Shaffer concurred and said, “It’s a natural cycle. They’re trying to fight a natural deflationary cycle. It’s in its early stages. They’re going to try to pump more money into the banks to try to save these bonds. Where is this other money coming from? They’re just chasing something that is an inevitable cycle. It’s like 1932. That’s where we are.”
Varney: “How do you invest then?”
Shaffer: “This is what I wrote in my book a year ago. Short the Euro, short the stock market or get out of the stock market and buy U.S. treasuries and stay in cash and safe investments. That’s this part of the cycle. This is not the time to be chasing real estate or yields.”
V: “We’re still in this part of the cycle?”
DS: “We’re in the early stages. This is going to last to 2013, could extend to 2016. Get out of commodities. This bubble is – again – we’re in the early stages of a deflationary depression. That means that people are going to start selling all asset classes so that they can raise cash because they’re not going to have enough money to fund themselves as incomes come down and asset classes fall apart.”

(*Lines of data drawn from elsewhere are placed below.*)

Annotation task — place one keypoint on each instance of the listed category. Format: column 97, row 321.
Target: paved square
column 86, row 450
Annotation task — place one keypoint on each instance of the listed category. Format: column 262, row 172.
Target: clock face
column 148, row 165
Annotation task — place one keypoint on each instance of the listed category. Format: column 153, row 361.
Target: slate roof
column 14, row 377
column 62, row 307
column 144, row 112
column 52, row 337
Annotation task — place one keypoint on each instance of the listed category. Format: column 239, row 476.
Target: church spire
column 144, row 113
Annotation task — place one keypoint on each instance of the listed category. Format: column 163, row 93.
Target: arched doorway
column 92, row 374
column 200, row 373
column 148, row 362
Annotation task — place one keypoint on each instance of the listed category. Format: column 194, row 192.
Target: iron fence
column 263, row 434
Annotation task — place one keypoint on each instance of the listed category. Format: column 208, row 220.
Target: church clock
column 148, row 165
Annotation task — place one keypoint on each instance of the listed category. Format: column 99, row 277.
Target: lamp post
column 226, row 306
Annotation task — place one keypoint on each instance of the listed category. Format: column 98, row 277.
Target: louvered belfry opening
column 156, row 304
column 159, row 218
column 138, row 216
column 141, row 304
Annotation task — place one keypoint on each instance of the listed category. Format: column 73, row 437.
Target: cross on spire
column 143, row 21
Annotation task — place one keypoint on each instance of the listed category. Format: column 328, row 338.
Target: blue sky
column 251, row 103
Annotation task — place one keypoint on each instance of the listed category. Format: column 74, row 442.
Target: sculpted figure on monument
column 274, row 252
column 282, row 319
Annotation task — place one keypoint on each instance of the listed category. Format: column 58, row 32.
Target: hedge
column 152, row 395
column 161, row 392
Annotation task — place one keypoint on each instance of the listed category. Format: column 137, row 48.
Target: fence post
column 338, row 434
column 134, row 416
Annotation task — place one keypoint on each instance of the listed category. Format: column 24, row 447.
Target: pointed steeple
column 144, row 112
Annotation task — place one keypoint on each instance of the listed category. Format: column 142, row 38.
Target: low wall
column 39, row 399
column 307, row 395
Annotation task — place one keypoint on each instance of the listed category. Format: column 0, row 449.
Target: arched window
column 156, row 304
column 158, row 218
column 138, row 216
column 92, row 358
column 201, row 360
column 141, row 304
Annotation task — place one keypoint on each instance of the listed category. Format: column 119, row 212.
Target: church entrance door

SV: “Deflationary depression?”
DS: “We had an inflationary depression in the 70s and now we’re into a deflationary depression.”
SV: “Europe’s headed for depression?”
DS: “The economies expand and economies contract. What we have now is almost every economy in the world is contracting and China is in the beginning of a contraction. The global economy is tied together. The Euro is just a part. On November 30, the last day of the month, the Federal Reserve in our country and 4 other Federal Reserves of other countries announced that they are pumping US dollars in the banking system in the next period of time. Why? What happened on November 30th? Debt is defaulting all over the world in U.S. dollars. I’m long in the dollar.”
Analyst Charles Payne noted that “cycles don’t have to happen. But if these countries continue to say we’re going to spend no matter what, vilify the rich, increase taxes instead of lowering them…”
DS: “No matter what they do they don’t have enough tax revenue to support the debt these countries are holding. So they are going to cut back on measures of spending money. Cutting back on spending money lowers GDP and it lowers economic growth. No matter what they do, they don’t have enough money to solve the problem.”